One of the team's major problems, besides the inexperience of most players, was a lack of weight. Size, although not as important as in football, is a considerable asset in rigger, and strength in this department should be greatly increased in the spring.

"I think there is an excellent chance of our being able to field two fairly strong sides for the spring season." Albert said yesterday.

Varsity football captain-elect Bill Meigs heads a list of varsity football players who expressed their hopes of turning out in February. John Nichols, Crimson captain in 1952, Jan Meyer, Ted Kennedy, Art Ticknor, and Woody Simpson, JV football coach, are returning veterans of last year's team, Ticknor and Simpson having played in the fall also.

Other football players coming out for the first time include Bob Wynne, John Maher, Joe Ross, Frank White, and Orville Tice.

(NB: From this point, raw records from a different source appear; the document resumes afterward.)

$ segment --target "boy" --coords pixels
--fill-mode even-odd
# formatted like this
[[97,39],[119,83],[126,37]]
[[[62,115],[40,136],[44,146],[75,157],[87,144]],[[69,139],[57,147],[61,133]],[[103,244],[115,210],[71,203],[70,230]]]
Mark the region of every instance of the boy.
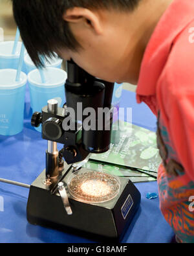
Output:
[[180,242],[194,242],[193,0],[13,0],[15,19],[39,54],[72,58],[91,75],[138,84],[158,118],[161,211]]

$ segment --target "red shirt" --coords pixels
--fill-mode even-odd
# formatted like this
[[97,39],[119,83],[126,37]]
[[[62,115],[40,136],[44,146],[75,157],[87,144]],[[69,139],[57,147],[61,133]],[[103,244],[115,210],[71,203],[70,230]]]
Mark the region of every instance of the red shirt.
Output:
[[193,0],[174,0],[162,17],[146,50],[136,93],[138,103],[156,115],[160,111],[168,157],[184,169],[178,179],[194,181]]

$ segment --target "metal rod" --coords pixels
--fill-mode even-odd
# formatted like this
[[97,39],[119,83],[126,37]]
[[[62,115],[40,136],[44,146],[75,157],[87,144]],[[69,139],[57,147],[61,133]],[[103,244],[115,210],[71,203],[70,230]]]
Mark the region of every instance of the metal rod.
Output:
[[15,185],[16,186],[26,187],[27,189],[30,189],[30,185],[28,184],[21,183],[20,182],[14,181],[12,180],[6,180],[0,178],[0,182],[3,182],[5,183],[8,183],[12,185]]

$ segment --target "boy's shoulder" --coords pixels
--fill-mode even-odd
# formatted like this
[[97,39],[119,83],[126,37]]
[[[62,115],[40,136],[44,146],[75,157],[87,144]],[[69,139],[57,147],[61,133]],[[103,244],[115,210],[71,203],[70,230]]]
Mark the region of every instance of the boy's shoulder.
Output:
[[175,97],[194,96],[194,20],[174,40],[161,79]]

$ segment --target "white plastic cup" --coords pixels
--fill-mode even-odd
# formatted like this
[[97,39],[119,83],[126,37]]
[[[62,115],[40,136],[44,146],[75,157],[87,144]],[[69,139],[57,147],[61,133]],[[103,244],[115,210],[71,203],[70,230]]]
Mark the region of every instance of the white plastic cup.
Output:
[[[54,99],[58,102],[58,107],[62,108],[65,103],[65,83],[67,75],[63,69],[47,67],[43,69],[46,82],[41,81],[38,69],[28,75],[28,84],[30,93],[30,104],[33,113],[41,112],[42,108],[47,105],[48,100]],[[41,125],[36,128],[41,132]]]
[[[24,62],[27,75],[32,71],[32,70],[37,69],[28,54],[25,55]],[[60,69],[61,67],[62,62],[63,60],[58,58],[56,54],[56,57],[52,57],[51,59],[49,59],[48,61],[45,61],[45,65],[46,67],[58,67]]]
[[[16,54],[12,54],[14,41],[7,41],[0,43],[0,69],[17,69],[21,44],[22,43],[21,41],[17,43]],[[22,71],[25,71],[24,64]]]
[[19,134],[23,129],[26,74],[16,82],[16,69],[0,69],[0,134]]

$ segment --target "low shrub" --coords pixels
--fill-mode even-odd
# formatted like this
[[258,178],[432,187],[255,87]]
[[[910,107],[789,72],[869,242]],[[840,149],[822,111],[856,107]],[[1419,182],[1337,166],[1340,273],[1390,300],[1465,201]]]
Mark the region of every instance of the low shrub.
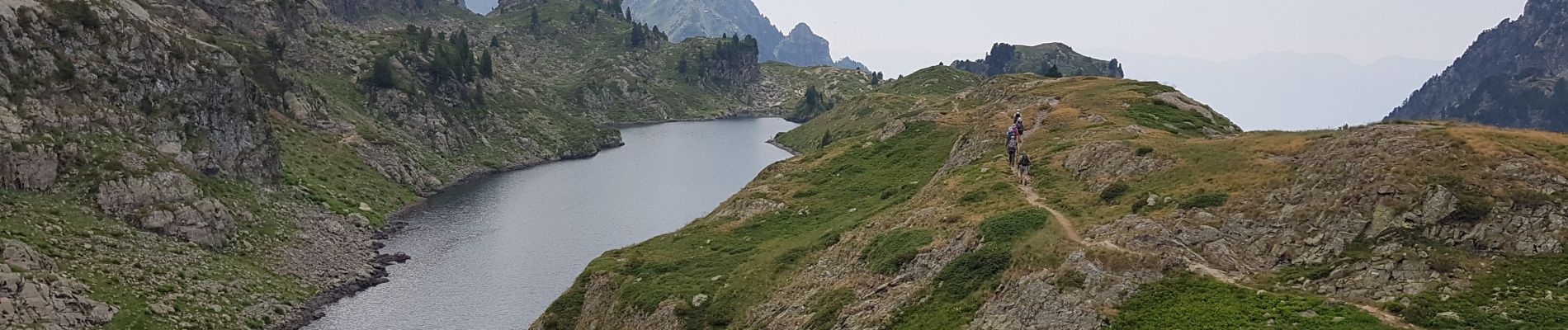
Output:
[[1057,288],[1079,288],[1079,289],[1082,289],[1083,288],[1083,282],[1088,282],[1088,274],[1083,274],[1083,272],[1080,272],[1077,269],[1071,269],[1069,267],[1069,269],[1062,271],[1062,274],[1057,274],[1057,278],[1055,278],[1054,283],[1057,285]]
[[1181,202],[1181,208],[1218,208],[1223,206],[1231,195],[1225,192],[1198,192]]
[[920,253],[920,247],[931,244],[931,233],[925,230],[894,230],[877,236],[872,244],[861,252],[861,260],[870,266],[872,272],[892,275],[903,269],[905,263]]
[[1105,186],[1105,189],[1099,191],[1099,200],[1110,203],[1112,200],[1127,194],[1127,183],[1112,183],[1110,186]]

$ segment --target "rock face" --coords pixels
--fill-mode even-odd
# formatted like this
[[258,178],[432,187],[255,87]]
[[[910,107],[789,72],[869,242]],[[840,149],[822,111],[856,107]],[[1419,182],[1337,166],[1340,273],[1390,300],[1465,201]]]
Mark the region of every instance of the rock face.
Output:
[[751,34],[757,38],[760,61],[795,66],[837,66],[867,69],[866,64],[833,61],[828,41],[806,23],[786,36],[751,0],[629,0],[626,6],[641,22],[660,27],[671,41],[693,36]]
[[205,247],[227,244],[235,225],[223,202],[202,197],[190,177],[176,172],[107,181],[99,186],[97,205],[144,230]]
[[953,61],[952,67],[986,77],[1025,72],[1046,75],[1051,67],[1055,67],[1063,77],[1124,77],[1120,61],[1083,56],[1074,52],[1073,47],[1060,42],[1040,45],[996,44],[991,45],[991,52],[985,58]]
[[1138,155],[1126,142],[1094,142],[1068,153],[1063,166],[1079,180],[1090,181],[1094,191],[1134,178],[1135,175],[1167,169],[1174,161],[1156,155]]
[[1530,0],[1386,119],[1568,131],[1568,2]]
[[0,152],[0,188],[42,191],[55,185],[60,175],[60,156],[53,150],[44,145],[17,145],[17,149],[20,150]]
[[833,58],[828,56],[828,39],[812,33],[806,23],[797,23],[789,36],[773,48],[773,56],[795,66],[833,66]]
[[31,247],[0,239],[0,328],[96,328],[119,308],[88,299],[82,283],[49,274],[55,261]]

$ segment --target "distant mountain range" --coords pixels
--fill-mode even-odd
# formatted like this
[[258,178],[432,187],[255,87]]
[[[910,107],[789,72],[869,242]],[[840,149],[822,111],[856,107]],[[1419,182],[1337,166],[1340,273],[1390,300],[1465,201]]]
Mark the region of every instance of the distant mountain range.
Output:
[[1330,53],[1273,52],[1231,61],[1088,52],[1118,58],[1129,78],[1157,80],[1225,111],[1247,130],[1308,130],[1381,119],[1441,61],[1383,58],[1358,64]]
[[1568,131],[1568,2],[1532,0],[1486,30],[1388,119]]
[[637,20],[662,28],[671,41],[751,34],[757,38],[762,61],[867,70],[866,64],[850,58],[834,61],[828,39],[812,33],[806,23],[797,23],[789,34],[781,33],[751,0],[626,0],[624,5]]
[[953,61],[953,67],[969,74],[996,77],[1005,74],[1040,74],[1046,77],[1099,75],[1121,78],[1116,59],[1096,59],[1060,42],[1040,45],[994,44],[985,58]]

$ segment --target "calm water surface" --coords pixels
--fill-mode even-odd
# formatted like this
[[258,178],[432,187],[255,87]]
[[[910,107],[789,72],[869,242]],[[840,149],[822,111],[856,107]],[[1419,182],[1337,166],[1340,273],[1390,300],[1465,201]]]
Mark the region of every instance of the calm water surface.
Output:
[[782,119],[622,130],[626,147],[495,175],[433,195],[383,252],[389,283],[326,308],[310,330],[525,328],[588,261],[670,233],[789,158]]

Rugby holds a unique place among Harvard sports, owing to its non-existent training rules. Playing the game because they like it, the ruggers train hard at practice, smoke all they want, play a violent 70-minutea game, at the end of which they are in a state of near-unconsciousness, and then have a big party to recover for the next match.

Sometimes one member of the team arrives late for game, and when this happens, they are usually faced with the prospect of playing one man short. At Princeton last fall just such a prospect was looming on the horizon, with 14 men on the field at kick-off time. All was not lost, however, as the fifteenth man arrived and changed in midfield, protected by a huddle of his teammates.

Progressively loud cheers greeted the exit of each garment from the center of the group, and finally the Crimson had a full team after all.